With her father, John Huston being an actor and director, and her mother, Enrica Soma, a ballerina, Huston spent most of her childhood living in England and Ireland. She returned to the United States when she was a teenager, soon after her mother died in a car accident. At 5'10'', Huston took up modeling for a few years.

Marie Clare (1973)

In the early 1980s, she began to seriously study acting, and in 1985, her father cast her as Maerose, the daughter of a Mafia don in Prizzi's Honor. Huston played opposite Jack Nicholson, her boyfriend at the time. She won a Best Supporting Actress Oscar for the role (her father and grandfather have Oscars as well.)

Huston worked steadily in the 1980s and early 90s, earning another Oscar nomination, this time for Best Actress, for her role as Lilly Dillon in The Grifters. Other notable parts were in Francis Ford Coppola's Gardens of Stone and her father's adaptation of James Joyce's The Dead.



Never one to take commercial parts, Huston hooked up with another director, Wes Anderson, in the early 2000s and has been an essential part of his ensemble films, including The Royal Tenenbaums (playing matriarch Etheline Tenenbaum), The Life Aquatic with Steve Zissou, and The Darjeeling Limited.

More recently, Huston has made the transition from film to television, appearing as the Broadway producer Eileen Rand in NBC's new series, Smash.

At the start of the series, Eileen is going through a tumultuous divorce. Having high hopes for anything Huston is in, it was a bit disappointing to watch her throw her martinis into the face of her ex-husband for the first couple episodes.
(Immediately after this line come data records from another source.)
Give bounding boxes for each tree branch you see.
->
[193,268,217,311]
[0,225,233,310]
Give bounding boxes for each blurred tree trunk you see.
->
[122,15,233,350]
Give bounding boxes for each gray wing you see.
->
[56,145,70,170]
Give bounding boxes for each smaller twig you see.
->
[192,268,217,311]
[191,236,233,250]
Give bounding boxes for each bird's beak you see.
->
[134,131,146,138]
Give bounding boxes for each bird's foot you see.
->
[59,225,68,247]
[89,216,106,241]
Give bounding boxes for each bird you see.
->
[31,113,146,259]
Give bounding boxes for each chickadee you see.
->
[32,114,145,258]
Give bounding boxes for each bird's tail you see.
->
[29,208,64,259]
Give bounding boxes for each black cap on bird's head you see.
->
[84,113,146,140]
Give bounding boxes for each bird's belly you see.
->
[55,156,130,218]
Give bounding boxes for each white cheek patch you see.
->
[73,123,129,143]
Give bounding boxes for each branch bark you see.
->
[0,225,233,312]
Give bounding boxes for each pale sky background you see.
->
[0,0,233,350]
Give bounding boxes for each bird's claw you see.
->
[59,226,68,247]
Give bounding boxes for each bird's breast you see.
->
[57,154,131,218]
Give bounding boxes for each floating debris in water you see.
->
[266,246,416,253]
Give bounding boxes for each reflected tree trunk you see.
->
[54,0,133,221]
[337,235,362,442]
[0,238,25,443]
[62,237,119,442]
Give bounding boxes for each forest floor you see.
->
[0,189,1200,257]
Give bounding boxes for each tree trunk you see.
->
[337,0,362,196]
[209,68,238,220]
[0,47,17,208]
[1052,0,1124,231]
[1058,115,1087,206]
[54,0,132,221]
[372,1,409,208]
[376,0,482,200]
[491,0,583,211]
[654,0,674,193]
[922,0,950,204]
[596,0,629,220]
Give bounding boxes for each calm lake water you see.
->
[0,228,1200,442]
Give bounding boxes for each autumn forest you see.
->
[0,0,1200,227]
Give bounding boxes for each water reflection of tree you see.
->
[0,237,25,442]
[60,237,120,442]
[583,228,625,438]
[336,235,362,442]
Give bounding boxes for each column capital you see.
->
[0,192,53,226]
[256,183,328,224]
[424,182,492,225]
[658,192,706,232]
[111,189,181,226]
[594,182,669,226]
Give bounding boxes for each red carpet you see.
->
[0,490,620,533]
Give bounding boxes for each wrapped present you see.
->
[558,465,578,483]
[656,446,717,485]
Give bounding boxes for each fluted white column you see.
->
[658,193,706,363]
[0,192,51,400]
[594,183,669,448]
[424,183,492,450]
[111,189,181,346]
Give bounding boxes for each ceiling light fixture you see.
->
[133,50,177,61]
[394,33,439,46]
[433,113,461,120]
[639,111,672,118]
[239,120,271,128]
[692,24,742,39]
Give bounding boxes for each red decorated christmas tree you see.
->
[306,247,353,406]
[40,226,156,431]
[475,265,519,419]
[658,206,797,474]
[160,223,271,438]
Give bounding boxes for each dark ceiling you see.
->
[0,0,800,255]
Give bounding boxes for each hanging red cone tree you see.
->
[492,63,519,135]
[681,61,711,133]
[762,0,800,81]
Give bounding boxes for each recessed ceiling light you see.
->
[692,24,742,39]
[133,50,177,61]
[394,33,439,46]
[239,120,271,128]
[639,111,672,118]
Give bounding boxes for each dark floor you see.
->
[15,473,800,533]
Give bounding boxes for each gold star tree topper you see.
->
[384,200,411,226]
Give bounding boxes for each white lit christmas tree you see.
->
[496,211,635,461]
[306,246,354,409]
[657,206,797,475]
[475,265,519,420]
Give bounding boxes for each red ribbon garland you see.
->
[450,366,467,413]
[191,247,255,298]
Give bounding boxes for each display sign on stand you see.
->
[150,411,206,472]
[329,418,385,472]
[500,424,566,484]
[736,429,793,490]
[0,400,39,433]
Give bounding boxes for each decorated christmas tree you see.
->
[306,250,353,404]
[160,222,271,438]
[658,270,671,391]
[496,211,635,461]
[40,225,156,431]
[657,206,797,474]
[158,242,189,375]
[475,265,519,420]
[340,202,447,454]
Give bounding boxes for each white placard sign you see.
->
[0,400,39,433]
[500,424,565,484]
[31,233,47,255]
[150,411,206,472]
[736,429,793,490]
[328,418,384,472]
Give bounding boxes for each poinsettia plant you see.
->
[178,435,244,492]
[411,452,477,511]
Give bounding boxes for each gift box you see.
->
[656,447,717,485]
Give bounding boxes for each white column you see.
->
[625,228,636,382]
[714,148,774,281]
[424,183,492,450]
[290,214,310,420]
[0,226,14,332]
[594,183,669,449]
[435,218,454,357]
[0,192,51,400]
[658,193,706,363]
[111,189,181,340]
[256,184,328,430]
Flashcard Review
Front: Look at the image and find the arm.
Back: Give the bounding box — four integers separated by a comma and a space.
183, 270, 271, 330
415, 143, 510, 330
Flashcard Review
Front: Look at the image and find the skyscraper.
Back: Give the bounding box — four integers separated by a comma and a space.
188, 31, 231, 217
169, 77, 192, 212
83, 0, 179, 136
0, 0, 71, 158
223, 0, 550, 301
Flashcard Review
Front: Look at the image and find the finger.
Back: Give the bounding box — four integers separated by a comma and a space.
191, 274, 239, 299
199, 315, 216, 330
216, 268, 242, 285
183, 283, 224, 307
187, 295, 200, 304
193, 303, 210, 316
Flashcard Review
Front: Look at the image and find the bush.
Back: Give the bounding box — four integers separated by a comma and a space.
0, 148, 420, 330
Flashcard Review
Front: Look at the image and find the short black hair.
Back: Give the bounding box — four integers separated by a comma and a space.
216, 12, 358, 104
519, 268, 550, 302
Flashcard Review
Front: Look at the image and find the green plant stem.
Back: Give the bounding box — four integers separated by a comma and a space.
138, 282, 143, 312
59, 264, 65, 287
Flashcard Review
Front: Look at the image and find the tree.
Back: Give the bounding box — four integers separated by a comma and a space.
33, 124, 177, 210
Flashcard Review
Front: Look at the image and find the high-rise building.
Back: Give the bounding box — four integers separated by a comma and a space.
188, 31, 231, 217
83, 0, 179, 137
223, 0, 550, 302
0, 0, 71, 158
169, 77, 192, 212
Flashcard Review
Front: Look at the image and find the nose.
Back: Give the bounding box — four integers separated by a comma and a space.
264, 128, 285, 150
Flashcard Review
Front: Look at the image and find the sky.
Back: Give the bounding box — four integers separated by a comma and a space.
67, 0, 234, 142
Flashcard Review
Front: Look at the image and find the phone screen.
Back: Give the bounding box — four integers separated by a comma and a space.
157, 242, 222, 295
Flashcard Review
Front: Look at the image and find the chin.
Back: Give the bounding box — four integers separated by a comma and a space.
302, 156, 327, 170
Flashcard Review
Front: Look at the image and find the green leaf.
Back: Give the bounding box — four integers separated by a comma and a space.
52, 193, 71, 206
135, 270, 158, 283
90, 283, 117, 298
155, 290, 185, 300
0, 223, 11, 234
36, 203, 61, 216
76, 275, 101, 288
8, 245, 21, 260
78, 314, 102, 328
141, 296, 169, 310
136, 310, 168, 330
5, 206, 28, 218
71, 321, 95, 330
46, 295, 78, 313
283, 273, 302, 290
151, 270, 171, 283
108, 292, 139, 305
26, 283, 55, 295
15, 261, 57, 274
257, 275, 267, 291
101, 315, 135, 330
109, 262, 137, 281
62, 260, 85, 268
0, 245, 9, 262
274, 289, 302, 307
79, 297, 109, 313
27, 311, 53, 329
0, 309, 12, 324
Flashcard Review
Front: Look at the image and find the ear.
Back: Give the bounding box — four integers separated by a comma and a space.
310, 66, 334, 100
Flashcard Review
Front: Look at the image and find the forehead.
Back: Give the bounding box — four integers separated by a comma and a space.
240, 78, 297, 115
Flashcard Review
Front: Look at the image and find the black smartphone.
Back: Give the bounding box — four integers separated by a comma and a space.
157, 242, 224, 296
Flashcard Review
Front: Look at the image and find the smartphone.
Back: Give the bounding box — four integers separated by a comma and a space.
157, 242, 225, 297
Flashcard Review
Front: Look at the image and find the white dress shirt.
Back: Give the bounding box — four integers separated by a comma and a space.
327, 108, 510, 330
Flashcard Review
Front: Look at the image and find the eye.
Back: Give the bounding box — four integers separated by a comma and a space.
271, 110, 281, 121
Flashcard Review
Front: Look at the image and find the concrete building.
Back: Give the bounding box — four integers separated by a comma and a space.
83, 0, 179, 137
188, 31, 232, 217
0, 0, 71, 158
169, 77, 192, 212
It seemed Eileen was going to be stuck in the 'sassy older lady that the audience sees too little of' box, but it seems that's starting to change.



Eileen seems to be a strong and well-known producer in this televised version of Broadway, but we see as her storyline unravels that her relationship with her husband was the prime source of her monetary connections—both in her personal and professional life. It's an interesting take on a 'career woman' character. Over the past couple episodes, Eileen has started to come into her own, managing to find money (or at least interest) in the musical she is producing, based on Marilyn Monroe's life, as well as step out of her husband's shadow and move into a new apartment on the Lower East Side.

She's also taken to spending time at a local watering hole which is quite different from her usual table at Sardi's. Eileen also seems to have caught the eye of the bartender, Nick (All My Children's Thorsten Kaye). Meryl Streep's daughter, Grace Gummer, even showed up in the last episode, to portray Eileen's wayward daughter.

With those two promising additions to her character, it will be interesting to see where Eileen Rand lands by season's end. Hopefully sipping martinis and celebrating her new found independence and success.